The fair pageants also take place in Moss Hall, with the Queen and Junior Miss pageant hosted Wednesday evening and Little Miss hosted Thursday evening.

“Young women get to learn about themselves, how to present themselves, what they can do and what they can achieve,” says Bean.

Alexi Bladel of Rockford, who won the 2018 pageant, was crowned the 60th Miss Illinois County Fair Queen in 2019.

Outside Moss Hall, events like the antique tractor display, K-9 demonstration and lumberjack show are available daily. Kids love the interactive lumberjack camp.

The Bear Hollow Wood Carvers host multiple shows Thursday, Friday and Saturday.

“We’ve got some pictures on our website of some of the amazing animals they’ve carved out of logs,” says McCabe.” We auction them off at the end of the fair for someone to take them home, and all the money we raise goes to repairing one of the buildings or a nonprofit organization.”

And for smaller children, there are several activities suited just for them.

“We have a building that we’ve devoted entirely to a straw maze for the kids to play in, to color a mural on one of our boards that we draw out for them, a place to see magicians up close … things geared toward the 5-and-younger crowd,” Runte says.

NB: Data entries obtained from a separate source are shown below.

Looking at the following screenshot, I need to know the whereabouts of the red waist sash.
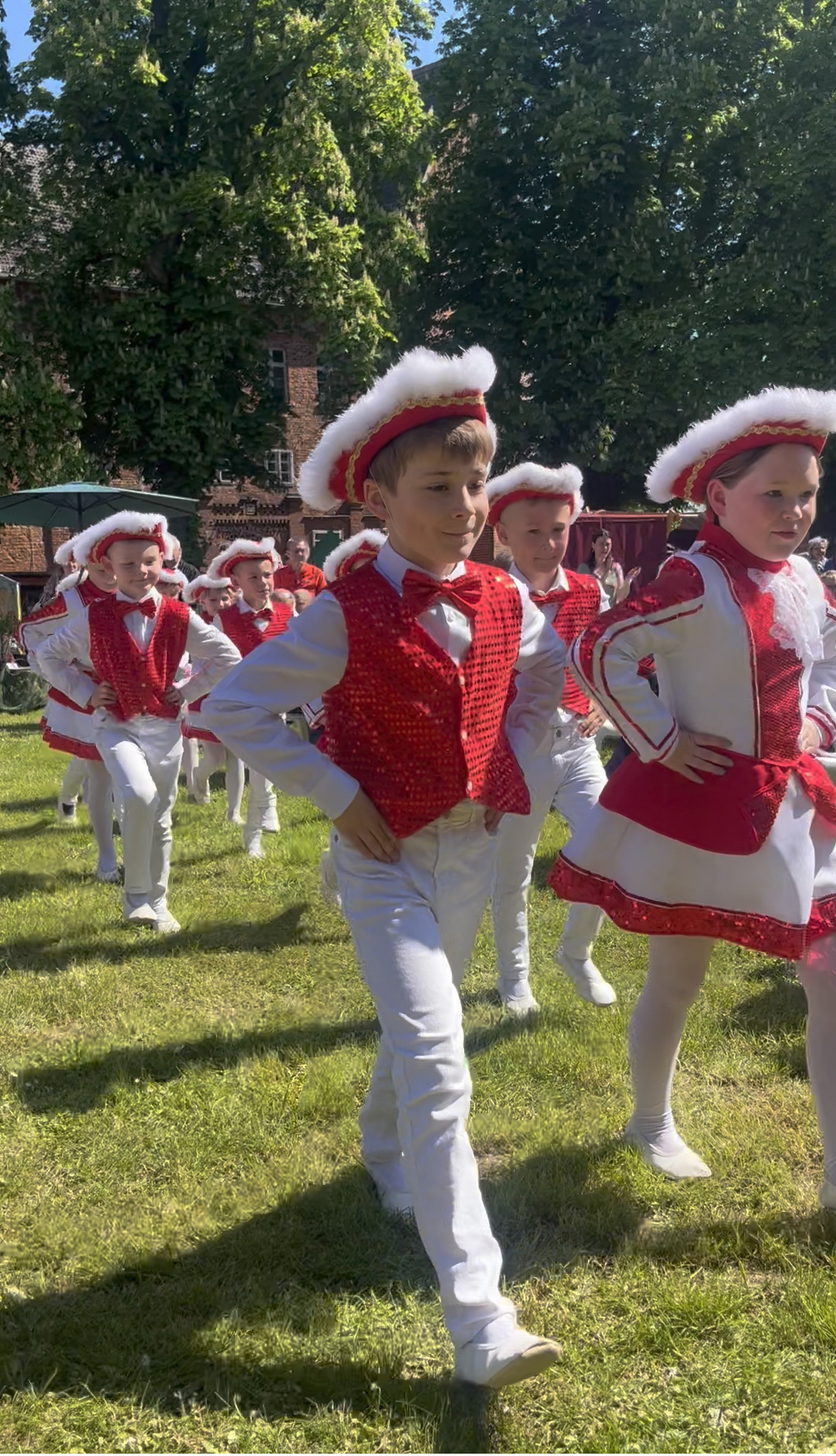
[599,748,836,855]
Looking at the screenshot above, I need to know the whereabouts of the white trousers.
[194,738,243,819]
[246,769,275,834]
[332,804,513,1347]
[492,731,607,998]
[96,716,184,917]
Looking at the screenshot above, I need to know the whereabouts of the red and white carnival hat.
[298,345,497,511]
[322,530,386,581]
[207,536,280,584]
[488,462,584,526]
[160,566,189,591]
[67,511,167,566]
[184,572,236,607]
[645,387,836,505]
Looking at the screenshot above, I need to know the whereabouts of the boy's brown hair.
[369,419,494,492]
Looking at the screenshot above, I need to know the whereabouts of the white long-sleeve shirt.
[38,591,240,725]
[201,541,565,819]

The Grandstand and Carnival

While the grandstand no longer hosts motorcycle races (a onetime favorite) it does host plenty of modern favorites every evening. Tickets are often required for these events.

On Wednesday, the Xtreme Roughstock Tour Rodeo and local barrel racing begin at 7 p.m., with family hour running from 5:30 to 6:30 p.m.

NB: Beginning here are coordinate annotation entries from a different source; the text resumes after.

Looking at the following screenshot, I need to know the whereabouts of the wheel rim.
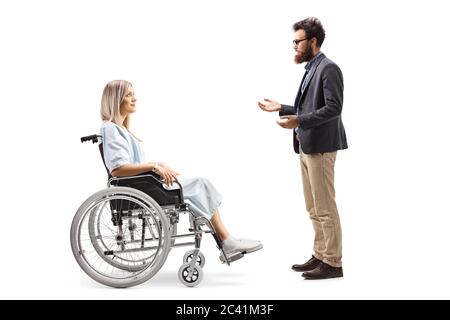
[71,187,170,287]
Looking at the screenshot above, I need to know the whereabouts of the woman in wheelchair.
[100,80,262,256]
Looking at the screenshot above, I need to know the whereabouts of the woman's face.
[120,87,136,115]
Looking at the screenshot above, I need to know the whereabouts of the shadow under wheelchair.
[70,135,250,288]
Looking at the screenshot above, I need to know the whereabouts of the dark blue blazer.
[279,55,348,154]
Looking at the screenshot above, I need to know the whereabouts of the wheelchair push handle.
[81,134,102,143]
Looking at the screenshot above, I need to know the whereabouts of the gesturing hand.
[258,99,281,112]
[155,162,179,186]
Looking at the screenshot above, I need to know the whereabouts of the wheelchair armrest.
[108,172,184,205]
[108,171,182,189]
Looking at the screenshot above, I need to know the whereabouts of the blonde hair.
[100,80,133,130]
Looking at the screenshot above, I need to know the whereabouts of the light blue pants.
[177,177,222,220]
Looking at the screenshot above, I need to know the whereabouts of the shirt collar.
[305,51,323,71]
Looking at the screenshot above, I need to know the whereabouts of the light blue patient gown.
[100,121,222,219]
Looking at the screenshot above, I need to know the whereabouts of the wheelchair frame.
[70,135,243,288]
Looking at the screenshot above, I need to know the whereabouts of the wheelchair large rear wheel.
[70,187,171,288]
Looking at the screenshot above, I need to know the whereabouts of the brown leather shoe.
[302,262,344,280]
[292,256,322,272]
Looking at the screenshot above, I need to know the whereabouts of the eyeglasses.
[292,38,308,46]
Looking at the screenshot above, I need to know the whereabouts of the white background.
[0,0,450,299]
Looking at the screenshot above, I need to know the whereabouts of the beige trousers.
[300,150,342,267]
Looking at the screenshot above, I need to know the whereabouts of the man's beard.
[294,46,313,64]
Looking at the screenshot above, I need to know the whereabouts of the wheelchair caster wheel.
[183,249,205,268]
[178,263,203,287]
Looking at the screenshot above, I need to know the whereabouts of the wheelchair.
[70,135,243,288]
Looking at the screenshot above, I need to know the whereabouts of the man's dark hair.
[292,17,325,48]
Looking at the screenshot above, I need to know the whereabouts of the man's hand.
[258,99,281,112]
[277,115,299,129]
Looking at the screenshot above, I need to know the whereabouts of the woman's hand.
[153,162,179,186]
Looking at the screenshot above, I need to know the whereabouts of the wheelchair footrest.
[219,252,244,263]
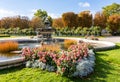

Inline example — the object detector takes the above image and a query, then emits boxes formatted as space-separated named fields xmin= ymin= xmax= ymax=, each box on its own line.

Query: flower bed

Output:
xmin=22 ymin=43 xmax=95 ymax=77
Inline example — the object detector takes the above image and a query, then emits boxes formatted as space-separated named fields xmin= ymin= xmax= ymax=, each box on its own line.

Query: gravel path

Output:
xmin=99 ymin=36 xmax=120 ymax=43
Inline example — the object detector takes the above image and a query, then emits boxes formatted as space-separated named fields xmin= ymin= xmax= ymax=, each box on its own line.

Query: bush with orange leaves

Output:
xmin=64 ymin=39 xmax=77 ymax=49
xmin=0 ymin=41 xmax=18 ymax=53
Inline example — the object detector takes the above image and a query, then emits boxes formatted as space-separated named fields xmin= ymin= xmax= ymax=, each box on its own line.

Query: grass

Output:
xmin=0 ymin=43 xmax=120 ymax=82
xmin=0 ymin=41 xmax=18 ymax=53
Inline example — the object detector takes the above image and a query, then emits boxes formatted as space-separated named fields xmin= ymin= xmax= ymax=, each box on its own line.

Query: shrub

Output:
xmin=0 ymin=41 xmax=18 ymax=53
xmin=22 ymin=42 xmax=95 ymax=77
xmin=39 ymin=44 xmax=60 ymax=52
xmin=64 ymin=39 xmax=77 ymax=49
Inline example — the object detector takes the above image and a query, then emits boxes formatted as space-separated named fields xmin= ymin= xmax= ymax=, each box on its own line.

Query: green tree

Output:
xmin=52 ymin=18 xmax=64 ymax=28
xmin=94 ymin=12 xmax=107 ymax=29
xmin=107 ymin=14 xmax=120 ymax=33
xmin=78 ymin=11 xmax=92 ymax=27
xmin=30 ymin=17 xmax=44 ymax=29
xmin=62 ymin=12 xmax=78 ymax=27
xmin=103 ymin=3 xmax=120 ymax=17
xmin=34 ymin=9 xmax=48 ymax=22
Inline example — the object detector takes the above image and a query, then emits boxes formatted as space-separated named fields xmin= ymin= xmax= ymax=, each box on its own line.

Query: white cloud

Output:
xmin=78 ymin=2 xmax=90 ymax=7
xmin=30 ymin=9 xmax=61 ymax=18
xmin=0 ymin=9 xmax=18 ymax=18
xmin=48 ymin=13 xmax=61 ymax=18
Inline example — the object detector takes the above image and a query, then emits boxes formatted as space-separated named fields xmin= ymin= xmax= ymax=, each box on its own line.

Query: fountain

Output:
xmin=36 ymin=18 xmax=55 ymax=43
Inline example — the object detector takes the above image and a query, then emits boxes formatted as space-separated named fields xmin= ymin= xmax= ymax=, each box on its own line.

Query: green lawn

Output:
xmin=0 ymin=43 xmax=120 ymax=82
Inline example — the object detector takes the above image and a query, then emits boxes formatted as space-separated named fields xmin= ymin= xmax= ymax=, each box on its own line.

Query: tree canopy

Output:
xmin=103 ymin=3 xmax=120 ymax=17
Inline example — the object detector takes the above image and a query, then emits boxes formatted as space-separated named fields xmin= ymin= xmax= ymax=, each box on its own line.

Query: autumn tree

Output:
xmin=62 ymin=12 xmax=78 ymax=27
xmin=11 ymin=15 xmax=21 ymax=28
xmin=94 ymin=12 xmax=107 ymax=29
xmin=78 ymin=11 xmax=92 ymax=27
xmin=107 ymin=14 xmax=120 ymax=33
xmin=103 ymin=3 xmax=120 ymax=17
xmin=1 ymin=17 xmax=12 ymax=28
xmin=30 ymin=17 xmax=44 ymax=29
xmin=52 ymin=18 xmax=64 ymax=28
xmin=21 ymin=16 xmax=30 ymax=29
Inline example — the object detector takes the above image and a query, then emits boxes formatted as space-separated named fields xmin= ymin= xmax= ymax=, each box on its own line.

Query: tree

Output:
xmin=52 ymin=18 xmax=64 ymax=28
xmin=1 ymin=17 xmax=12 ymax=28
xmin=34 ymin=9 xmax=48 ymax=22
xmin=30 ymin=17 xmax=44 ymax=29
xmin=78 ymin=11 xmax=92 ymax=27
xmin=103 ymin=3 xmax=120 ymax=17
xmin=62 ymin=12 xmax=77 ymax=27
xmin=11 ymin=15 xmax=22 ymax=28
xmin=21 ymin=16 xmax=30 ymax=28
xmin=107 ymin=14 xmax=120 ymax=33
xmin=94 ymin=12 xmax=107 ymax=29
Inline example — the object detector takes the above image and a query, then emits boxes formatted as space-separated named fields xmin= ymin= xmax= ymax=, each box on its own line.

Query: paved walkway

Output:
xmin=99 ymin=36 xmax=120 ymax=43
xmin=0 ymin=36 xmax=120 ymax=43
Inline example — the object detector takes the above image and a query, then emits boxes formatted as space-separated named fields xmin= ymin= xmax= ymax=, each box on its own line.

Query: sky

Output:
xmin=0 ymin=0 xmax=120 ymax=19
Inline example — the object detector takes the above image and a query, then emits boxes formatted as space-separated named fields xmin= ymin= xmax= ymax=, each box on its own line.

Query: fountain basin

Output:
xmin=0 ymin=38 xmax=115 ymax=69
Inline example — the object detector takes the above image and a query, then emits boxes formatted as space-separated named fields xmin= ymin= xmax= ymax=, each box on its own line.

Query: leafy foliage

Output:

The band Blind Date plays at the entertainment tent at 7:30 p.m.

On Thursday, the truck races fire up at 7 p.m. Local musician Penny Mae Dixon performs at 8 p.m.

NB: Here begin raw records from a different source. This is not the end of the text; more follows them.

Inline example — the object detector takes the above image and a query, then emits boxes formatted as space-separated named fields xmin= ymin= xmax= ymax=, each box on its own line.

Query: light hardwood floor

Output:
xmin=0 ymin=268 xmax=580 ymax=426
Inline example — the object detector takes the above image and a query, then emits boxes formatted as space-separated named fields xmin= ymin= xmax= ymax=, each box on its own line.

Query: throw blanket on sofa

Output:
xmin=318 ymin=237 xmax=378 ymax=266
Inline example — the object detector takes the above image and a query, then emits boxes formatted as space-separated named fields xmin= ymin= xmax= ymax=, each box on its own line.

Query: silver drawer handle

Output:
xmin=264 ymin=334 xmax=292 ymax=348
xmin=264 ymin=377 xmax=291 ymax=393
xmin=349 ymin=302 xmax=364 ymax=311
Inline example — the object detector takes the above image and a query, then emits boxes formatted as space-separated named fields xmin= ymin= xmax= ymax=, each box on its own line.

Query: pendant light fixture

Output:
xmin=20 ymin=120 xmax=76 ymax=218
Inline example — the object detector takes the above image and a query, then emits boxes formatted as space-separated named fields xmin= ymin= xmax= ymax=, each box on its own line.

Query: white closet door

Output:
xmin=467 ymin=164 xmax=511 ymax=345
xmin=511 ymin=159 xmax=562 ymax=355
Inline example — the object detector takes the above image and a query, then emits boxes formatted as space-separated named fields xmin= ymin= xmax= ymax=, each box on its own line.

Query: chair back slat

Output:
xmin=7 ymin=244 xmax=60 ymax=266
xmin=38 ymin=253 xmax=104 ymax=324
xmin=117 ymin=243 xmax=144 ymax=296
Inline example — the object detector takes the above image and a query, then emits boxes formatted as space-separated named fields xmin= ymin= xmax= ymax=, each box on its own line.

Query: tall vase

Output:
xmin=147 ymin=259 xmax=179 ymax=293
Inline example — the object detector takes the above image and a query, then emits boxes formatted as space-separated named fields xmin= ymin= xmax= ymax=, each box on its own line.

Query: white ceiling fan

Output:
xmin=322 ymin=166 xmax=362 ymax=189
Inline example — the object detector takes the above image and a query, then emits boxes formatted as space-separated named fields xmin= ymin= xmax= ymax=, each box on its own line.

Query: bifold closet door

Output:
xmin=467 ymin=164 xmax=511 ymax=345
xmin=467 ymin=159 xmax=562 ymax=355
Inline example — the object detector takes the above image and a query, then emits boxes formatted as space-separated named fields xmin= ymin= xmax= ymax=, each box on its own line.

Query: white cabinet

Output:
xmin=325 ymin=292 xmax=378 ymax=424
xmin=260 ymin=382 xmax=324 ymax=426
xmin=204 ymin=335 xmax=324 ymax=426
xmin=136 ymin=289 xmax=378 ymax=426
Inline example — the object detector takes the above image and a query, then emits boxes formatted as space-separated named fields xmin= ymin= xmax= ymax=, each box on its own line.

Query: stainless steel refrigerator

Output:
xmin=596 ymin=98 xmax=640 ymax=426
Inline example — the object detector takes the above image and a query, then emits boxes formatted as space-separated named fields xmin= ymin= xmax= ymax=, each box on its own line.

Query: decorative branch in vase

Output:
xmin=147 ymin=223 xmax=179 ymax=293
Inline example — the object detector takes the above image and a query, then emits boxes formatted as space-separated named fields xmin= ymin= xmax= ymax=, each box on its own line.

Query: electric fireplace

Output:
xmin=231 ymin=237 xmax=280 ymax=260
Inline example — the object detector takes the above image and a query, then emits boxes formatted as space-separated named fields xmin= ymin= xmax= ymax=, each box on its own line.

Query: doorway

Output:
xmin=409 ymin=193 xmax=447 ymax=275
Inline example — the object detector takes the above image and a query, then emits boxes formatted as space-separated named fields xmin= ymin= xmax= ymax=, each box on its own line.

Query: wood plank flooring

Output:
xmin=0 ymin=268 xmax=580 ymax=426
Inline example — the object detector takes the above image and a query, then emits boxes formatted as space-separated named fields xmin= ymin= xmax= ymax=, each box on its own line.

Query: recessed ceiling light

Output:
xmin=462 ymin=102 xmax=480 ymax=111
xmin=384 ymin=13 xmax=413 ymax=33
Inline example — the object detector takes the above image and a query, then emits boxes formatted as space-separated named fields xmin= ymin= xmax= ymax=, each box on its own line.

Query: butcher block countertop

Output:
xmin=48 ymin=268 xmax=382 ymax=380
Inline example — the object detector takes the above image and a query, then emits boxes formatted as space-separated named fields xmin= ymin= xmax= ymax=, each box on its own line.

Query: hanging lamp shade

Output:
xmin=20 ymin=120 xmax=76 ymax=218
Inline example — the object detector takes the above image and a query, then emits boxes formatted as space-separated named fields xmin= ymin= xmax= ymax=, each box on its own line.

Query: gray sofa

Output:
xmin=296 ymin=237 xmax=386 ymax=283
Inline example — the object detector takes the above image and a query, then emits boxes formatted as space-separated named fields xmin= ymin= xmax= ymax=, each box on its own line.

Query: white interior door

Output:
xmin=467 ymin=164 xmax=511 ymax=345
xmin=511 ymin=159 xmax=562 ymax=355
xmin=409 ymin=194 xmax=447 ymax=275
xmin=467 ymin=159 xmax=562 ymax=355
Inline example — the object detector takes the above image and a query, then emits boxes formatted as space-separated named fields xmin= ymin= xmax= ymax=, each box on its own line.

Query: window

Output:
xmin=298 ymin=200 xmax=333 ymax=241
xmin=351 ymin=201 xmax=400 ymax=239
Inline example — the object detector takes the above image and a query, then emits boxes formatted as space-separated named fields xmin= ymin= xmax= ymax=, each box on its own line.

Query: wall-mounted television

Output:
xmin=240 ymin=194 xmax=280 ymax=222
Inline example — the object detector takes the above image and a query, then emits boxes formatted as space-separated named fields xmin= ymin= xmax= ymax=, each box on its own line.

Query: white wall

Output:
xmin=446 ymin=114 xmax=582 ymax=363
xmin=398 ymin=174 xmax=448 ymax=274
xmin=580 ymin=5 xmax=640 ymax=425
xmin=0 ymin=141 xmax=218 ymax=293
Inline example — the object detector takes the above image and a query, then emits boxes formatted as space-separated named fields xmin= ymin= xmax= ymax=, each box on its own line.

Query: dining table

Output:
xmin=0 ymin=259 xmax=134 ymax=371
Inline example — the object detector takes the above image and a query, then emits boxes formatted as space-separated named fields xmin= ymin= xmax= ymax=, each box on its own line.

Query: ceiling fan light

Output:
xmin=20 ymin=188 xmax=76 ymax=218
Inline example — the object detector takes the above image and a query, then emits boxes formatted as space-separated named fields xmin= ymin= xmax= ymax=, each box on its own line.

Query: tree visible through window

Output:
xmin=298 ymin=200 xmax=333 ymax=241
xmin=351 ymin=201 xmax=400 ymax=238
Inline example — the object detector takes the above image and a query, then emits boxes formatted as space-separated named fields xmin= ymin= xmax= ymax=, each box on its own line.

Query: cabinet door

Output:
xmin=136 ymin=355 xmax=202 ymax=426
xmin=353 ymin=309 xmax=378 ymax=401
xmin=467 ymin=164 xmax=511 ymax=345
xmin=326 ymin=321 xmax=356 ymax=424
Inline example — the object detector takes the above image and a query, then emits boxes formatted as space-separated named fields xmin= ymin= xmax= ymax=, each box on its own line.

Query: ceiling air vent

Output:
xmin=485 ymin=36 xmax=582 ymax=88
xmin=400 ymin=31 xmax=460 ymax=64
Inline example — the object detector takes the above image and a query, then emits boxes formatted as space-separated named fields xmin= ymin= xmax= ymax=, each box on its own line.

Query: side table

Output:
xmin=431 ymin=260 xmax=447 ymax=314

Coming up Friday, the Badger State Hot Rod Tractor Pulls begin at 6:30 p.m., with cover band Dead Man’s Hand performing at 9 p.m.

Sunday marks the end of the fair, with the popular demo derby closing out the grandstand entertainment. Pit passes are available.

“Our demo derby is always a huge sell-out in the grandstand,” Runte says. “It doesn’t matter what the weather is, the demolition people are going to be there.”

Finally, there’s everybody’s favorite attraction: the carnival, which runs from noon to close daily. Special $25 all-inclusive wristbands are available, each good for one time slot of either noon to 5 p.m. or 5 p.m. to close (each time slot requires a separate wristband).

“To make it through every high and low, especially as a nonprofit, for all these years truly is incredible,” says Bean. “It’ll be fun to see which generations continue on at the fairgrounds, just like myself. I joined the fair board because my dad was on it. Exhibitors, volunteers and even fairgoers often have a family tie to the Winnebago County Fair, and I hope they pass on things for the next 100 years.”